Even though the United States is a bit insecure about its place in the world’s most popular sport, the U.S. women’s national soccer team has been dominant on the world stage for nearly a quarter-century. Tonight it will face off in the semifinals of the women’s World Cup against Germany, with nothing less than the title of “greatest of all time” at stake. Each team has two World Cup championships, and they’ve been the two top-ranked teams in the world since FIFA’s rankings began in 2003. The winner will take the lead in World Cup finals appearances and will have the inside track to finish atop 2015’s rankings.

So how did we get here? Basically, it boils down to two things: 1) Women’s soccer has been on a great run for the past 30-plus years in the U.S., to the point where it’s poised to become our most popular women’s sport, and 2) the rest of the world has been relatively apathetic and/or hostile to the women’s game.

U.S. women’s soccer truly seemed to arrive in the public’s attention after the 1999 World Cup. If you’re old enough to have experienced the excitement and drama of it, there’s no way you could ever forget:


This success didn’t come from nowhere. Since almost immediately after the implementation of Title IX (which became law in 1972, with compliance required by 1978) U.S. women’s soccer has grown like crazy. Probably the cleanest and easiest venue to see how this has played out is at the high school level; the National Federation of State High School Associations (NFHS) has high school athletics participation data going back to the ’70s:


In the late ’70s, the number of high school women playing soccer was in the low five figures. By the time America won the World Cup in 1991, there were more than 120,000. By the time it won in 1999, there were more than 250,000. Now it is approaching 20 percent of all high school female athletes — about 375,000 — and has surpassed baseball/softball as the third-most-played team sport.
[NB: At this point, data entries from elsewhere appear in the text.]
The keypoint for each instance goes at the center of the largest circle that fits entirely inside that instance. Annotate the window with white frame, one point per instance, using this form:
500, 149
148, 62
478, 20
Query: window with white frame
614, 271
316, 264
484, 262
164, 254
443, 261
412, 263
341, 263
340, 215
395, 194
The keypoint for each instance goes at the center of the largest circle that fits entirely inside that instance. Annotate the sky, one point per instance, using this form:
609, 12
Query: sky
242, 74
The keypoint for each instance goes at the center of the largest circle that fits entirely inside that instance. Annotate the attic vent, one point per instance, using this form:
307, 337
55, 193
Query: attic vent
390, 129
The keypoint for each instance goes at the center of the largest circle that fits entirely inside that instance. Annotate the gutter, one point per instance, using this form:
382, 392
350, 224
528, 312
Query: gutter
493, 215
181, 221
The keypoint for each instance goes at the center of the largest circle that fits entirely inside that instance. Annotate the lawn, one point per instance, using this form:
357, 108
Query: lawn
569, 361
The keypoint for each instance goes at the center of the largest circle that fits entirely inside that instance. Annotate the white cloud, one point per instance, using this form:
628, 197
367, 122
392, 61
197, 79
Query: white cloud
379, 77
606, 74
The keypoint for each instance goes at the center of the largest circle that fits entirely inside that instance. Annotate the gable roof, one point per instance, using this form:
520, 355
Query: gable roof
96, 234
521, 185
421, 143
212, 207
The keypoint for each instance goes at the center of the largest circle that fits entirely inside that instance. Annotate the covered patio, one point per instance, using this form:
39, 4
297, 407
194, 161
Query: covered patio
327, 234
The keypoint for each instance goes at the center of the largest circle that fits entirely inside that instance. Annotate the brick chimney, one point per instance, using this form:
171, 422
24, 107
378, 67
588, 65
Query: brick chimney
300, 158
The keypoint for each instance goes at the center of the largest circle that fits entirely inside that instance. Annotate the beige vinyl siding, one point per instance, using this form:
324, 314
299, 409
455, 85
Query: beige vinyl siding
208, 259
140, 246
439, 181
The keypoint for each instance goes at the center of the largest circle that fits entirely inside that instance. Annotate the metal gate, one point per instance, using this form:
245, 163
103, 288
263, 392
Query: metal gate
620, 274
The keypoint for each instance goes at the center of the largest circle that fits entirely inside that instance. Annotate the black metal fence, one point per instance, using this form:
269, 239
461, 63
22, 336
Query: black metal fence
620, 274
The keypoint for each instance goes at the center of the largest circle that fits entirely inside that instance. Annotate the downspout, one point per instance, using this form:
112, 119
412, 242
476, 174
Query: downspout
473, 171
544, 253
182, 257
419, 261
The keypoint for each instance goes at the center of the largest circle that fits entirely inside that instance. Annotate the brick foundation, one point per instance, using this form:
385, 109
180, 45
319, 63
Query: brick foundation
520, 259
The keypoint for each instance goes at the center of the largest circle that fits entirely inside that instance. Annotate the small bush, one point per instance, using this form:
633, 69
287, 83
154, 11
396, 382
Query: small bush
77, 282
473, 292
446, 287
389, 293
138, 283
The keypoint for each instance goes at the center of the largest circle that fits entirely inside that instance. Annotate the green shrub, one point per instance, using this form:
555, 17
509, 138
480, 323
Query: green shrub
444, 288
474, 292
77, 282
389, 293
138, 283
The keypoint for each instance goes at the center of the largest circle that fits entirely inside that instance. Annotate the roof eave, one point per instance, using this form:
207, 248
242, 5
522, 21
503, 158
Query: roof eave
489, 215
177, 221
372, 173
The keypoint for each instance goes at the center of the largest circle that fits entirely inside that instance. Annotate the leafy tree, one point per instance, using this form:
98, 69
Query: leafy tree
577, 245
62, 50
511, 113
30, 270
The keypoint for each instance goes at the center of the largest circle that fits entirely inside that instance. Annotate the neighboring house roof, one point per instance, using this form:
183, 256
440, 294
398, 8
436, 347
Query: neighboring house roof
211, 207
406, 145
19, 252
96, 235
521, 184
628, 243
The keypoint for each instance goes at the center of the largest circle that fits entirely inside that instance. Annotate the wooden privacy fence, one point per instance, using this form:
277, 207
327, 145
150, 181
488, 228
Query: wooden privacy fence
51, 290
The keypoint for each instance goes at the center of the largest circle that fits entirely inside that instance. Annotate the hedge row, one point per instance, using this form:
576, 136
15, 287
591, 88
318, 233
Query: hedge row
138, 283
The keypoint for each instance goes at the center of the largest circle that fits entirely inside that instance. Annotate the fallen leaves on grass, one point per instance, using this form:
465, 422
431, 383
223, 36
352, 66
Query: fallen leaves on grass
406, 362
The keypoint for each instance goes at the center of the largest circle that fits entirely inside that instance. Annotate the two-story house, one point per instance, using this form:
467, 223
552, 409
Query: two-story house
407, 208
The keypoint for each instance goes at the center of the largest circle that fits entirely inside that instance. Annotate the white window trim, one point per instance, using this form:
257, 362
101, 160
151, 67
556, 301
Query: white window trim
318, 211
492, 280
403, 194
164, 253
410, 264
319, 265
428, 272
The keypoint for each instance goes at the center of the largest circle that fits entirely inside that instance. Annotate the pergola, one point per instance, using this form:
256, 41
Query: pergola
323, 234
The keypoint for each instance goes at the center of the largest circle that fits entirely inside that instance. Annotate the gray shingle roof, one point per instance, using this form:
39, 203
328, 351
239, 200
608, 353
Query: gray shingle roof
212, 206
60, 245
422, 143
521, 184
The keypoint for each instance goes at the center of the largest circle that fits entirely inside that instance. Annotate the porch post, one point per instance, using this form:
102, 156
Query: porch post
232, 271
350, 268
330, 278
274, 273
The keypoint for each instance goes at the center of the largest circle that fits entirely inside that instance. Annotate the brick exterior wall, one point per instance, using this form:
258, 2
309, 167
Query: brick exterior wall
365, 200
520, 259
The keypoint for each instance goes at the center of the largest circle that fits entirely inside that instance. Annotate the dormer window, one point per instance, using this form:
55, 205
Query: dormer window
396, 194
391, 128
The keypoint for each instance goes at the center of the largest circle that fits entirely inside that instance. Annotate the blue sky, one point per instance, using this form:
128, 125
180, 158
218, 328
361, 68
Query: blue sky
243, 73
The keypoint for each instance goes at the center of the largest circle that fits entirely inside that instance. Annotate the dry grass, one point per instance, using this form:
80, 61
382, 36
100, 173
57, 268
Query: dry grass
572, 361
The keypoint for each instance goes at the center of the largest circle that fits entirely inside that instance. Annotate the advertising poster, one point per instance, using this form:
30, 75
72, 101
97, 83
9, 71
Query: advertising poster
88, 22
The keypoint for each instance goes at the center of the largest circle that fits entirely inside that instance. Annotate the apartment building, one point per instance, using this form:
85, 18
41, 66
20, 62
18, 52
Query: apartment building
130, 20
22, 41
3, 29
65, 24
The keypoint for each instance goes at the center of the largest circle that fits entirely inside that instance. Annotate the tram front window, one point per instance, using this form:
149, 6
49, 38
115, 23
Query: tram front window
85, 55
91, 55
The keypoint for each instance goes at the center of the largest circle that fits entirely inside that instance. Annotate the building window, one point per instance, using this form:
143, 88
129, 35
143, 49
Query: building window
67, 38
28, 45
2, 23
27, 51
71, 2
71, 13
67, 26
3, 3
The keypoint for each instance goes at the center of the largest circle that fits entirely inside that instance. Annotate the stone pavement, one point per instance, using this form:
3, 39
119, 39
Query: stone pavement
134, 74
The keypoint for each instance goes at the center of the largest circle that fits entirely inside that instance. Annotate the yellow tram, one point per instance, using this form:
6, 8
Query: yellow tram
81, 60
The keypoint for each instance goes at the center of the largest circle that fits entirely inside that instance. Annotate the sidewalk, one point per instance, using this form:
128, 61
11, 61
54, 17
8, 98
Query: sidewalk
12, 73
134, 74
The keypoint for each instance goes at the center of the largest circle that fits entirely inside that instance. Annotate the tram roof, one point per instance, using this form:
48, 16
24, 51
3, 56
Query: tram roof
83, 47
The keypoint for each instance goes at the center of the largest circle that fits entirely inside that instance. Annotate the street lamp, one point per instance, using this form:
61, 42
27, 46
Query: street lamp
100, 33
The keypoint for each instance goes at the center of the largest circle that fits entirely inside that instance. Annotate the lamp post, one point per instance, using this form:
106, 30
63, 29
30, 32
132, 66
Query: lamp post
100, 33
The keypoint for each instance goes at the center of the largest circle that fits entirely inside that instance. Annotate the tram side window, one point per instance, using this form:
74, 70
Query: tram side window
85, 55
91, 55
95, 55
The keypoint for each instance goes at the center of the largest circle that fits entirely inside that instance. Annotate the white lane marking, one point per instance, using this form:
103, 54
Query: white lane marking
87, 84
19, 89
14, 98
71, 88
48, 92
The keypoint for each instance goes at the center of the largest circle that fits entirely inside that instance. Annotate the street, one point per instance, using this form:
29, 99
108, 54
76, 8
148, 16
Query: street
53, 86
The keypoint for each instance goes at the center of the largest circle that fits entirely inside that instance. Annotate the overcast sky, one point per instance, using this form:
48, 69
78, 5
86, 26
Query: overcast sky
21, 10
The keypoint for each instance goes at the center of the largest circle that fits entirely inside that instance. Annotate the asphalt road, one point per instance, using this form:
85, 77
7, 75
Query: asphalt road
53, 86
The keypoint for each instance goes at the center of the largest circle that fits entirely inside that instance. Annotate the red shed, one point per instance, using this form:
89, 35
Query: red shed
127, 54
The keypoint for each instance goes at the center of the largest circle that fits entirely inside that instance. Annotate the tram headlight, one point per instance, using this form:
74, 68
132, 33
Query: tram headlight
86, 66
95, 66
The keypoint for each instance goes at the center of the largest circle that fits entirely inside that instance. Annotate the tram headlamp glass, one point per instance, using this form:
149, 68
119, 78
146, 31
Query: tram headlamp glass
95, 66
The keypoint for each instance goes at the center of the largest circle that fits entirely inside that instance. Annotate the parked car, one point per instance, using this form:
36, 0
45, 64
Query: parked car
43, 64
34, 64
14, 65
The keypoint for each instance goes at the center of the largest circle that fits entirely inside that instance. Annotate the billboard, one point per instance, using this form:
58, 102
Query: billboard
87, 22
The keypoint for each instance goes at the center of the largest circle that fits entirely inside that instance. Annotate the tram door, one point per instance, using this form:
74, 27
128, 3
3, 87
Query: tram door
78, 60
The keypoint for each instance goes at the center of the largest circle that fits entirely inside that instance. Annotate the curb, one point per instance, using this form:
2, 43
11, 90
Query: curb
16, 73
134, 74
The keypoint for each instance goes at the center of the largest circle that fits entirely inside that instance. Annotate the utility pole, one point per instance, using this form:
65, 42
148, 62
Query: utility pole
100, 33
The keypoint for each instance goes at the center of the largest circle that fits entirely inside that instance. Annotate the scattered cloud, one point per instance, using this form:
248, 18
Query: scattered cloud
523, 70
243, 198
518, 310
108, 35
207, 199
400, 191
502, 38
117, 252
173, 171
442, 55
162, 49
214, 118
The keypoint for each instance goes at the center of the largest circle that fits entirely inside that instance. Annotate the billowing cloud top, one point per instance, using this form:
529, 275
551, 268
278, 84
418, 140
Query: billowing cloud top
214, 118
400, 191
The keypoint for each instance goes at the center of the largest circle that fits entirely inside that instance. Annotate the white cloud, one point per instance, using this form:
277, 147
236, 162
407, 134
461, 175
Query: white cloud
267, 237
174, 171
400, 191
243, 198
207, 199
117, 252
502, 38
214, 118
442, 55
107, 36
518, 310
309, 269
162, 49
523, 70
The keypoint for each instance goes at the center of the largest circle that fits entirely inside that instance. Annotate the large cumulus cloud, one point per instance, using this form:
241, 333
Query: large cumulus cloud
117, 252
Soccer has grown both by taking women from other sports and by capturing a disproportionate share of “new” female athletes as more young women began to play sports. Note that the percentage decline for basketball — by far the most mature women’s sport in the country — looks steep, but the change in total number of players is fairly small (there were more women playing high school basketball in 2013-14 than in 1976-77.) Soccer, though, has still been adding numbers to its ranks rapidly, despite a bit of a slowdown in its growth shortly after 1999:


Soccer looks like it has a good chance of taking the top spot in the next 10-20 years. Yes, volleyball has been on a nice run of late, and looks likely to pass basketball as the most-played sport as early as this year. But volleyball is down from its peak (see chart above), and the upper limit for soccer is still unknown.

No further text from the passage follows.